Methods: Due to the broad nature of the research problem, an integrative review methodology will be followed using the Framework for Knowledge Transfer (Lavis et al., 2003). This translation of evidence model was developed by Lavis et al. (2003) and provides an organizing framework to guide knowledge transfer in the form of five questions. This model is appropriate to adopt as it aligns with the stakeholders, the nature of inquisition, and the design of our DNP project. The four audiences this model considers suits the stakeholders that were identified to be impacted by this project. The general public, which includes the patients, families, and healthcare consumers, correlates with the recipients of the informed consent. The service providers or clinicians align with the anesthesia providers engaging in the informed consent process. Managerial decision-makers in hospitals correspond to hospital administrators or those in charge of overseeing the informed consent policies. Finally, the policy makers at federal, state, and local levels correlate with the informed consent writers at various government levels (Lavis et al., 2003). Additionally, these stakeholders may be considered by legal consultants and attorneys in the event of a legal dispute.

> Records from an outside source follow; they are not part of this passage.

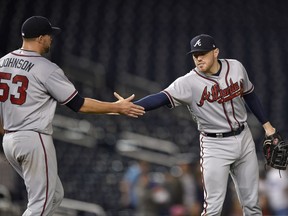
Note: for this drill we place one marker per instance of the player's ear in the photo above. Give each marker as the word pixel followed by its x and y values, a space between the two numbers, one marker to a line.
pixel 216 52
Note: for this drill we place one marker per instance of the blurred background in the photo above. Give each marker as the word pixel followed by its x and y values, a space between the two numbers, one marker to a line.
pixel 140 46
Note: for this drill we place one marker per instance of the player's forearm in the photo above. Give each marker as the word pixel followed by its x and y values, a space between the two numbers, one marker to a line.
pixel 153 101
pixel 99 107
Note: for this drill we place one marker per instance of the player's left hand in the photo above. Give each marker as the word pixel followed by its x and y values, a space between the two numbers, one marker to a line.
pixel 127 107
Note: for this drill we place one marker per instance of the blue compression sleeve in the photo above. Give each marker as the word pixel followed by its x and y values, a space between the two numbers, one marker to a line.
pixel 153 101
pixel 256 107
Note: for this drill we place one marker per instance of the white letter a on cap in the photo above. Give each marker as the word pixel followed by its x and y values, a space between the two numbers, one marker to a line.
pixel 198 43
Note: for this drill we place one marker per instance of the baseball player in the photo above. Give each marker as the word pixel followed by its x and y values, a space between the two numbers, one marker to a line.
pixel 30 87
pixel 215 92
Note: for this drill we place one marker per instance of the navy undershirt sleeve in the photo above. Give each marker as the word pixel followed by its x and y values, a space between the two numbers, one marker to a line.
pixel 256 107
pixel 153 101
pixel 76 103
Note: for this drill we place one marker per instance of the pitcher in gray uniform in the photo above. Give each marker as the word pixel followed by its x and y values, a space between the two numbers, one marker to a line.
pixel 215 92
pixel 30 88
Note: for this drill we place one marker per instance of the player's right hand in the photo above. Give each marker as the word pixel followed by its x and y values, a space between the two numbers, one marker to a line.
pixel 127 107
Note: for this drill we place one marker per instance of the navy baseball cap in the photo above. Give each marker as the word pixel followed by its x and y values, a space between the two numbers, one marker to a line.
pixel 202 43
pixel 36 26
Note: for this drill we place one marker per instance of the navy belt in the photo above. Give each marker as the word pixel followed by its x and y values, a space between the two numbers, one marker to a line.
pixel 231 133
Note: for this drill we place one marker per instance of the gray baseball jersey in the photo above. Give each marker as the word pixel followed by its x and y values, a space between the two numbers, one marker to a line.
pixel 217 105
pixel 214 101
pixel 30 87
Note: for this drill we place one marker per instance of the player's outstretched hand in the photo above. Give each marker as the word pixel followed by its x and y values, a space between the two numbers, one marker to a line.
pixel 127 107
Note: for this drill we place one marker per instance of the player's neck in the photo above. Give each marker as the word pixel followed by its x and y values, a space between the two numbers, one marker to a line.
pixel 30 46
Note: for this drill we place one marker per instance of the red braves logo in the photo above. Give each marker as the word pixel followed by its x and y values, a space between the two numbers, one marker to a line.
pixel 221 95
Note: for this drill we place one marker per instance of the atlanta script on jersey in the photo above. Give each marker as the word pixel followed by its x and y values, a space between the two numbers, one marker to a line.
pixel 215 102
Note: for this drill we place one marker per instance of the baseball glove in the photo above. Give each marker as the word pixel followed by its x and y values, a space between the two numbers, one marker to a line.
pixel 275 151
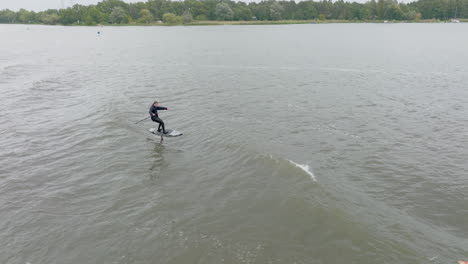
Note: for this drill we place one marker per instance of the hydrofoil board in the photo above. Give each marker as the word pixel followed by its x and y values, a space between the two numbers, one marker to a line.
pixel 170 132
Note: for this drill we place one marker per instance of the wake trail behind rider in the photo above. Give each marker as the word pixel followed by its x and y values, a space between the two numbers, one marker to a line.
pixel 154 115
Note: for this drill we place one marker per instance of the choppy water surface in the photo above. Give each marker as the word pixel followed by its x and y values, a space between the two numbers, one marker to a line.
pixel 302 144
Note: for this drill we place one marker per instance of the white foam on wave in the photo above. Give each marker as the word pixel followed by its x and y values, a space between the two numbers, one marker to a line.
pixel 305 168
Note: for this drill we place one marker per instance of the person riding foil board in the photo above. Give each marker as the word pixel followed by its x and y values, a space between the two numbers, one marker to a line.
pixel 154 115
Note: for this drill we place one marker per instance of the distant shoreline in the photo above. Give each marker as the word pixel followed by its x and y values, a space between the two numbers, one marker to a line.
pixel 278 22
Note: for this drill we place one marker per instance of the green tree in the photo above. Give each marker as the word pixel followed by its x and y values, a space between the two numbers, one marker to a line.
pixel 223 12
pixel 145 16
pixel 48 19
pixel 242 12
pixel 171 18
pixel 187 17
pixel 118 15
pixel 276 11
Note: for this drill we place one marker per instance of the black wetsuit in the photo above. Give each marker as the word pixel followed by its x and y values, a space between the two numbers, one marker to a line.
pixel 154 116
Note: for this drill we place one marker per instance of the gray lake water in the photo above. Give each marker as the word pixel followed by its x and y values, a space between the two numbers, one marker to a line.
pixel 306 144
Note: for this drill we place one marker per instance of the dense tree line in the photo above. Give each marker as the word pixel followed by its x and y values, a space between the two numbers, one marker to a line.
pixel 119 12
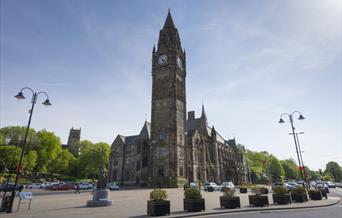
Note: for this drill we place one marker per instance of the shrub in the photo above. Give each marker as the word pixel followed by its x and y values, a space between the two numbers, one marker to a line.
pixel 298 190
pixel 228 192
pixel 257 190
pixel 280 190
pixel 158 195
pixel 192 193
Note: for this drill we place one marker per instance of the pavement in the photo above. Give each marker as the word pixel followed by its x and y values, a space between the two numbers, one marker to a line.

Results: Results will be organized according to emerging themes from the identified categories in the data extraction matrix, specifically the type of anesthesia delivered to the patient, trends according to anesthesia practice model and/or provider type, and missing elements of informed consent. Preliminary data extraction and evaluation of Eisenstadt v. Lalleman, 2022 and Shaffer v. Bragg, 2020 demonstrated that common themes and groups of data are starting to emerge. Both cases were related to neuraxial anesthesia and post dural puncture headache (PDPH) was the primary resulting injury. Defendants in both cases were not only the sole anesthesia providers, but also their associated facilities and/or entire anesthesia group. Primary responsible anesthesia provider in both cases was a physician anesthesiologist. While in Eisenstadt v. Lallemand, 2022 the entire informed consent process was omitted, in Shaffer v. Bragg, 2020 duty to disclose that a Student Registered Nurse Anesthetist (SRNA) would be working with the patient was the missing element of the informed consent.
Conclusion: The timeline for project completion is as follows: During HNAS 921 (November 14th, 2022 - February 17th, 2023), the legal database review, data collection, and data matrix extraction will be completed. Over the course of HNAS 922 (February 27th, 2023-May 19th, 2023) data extraction matrix will be completed along with a draft of manuscript for all sections except the full results and discussion.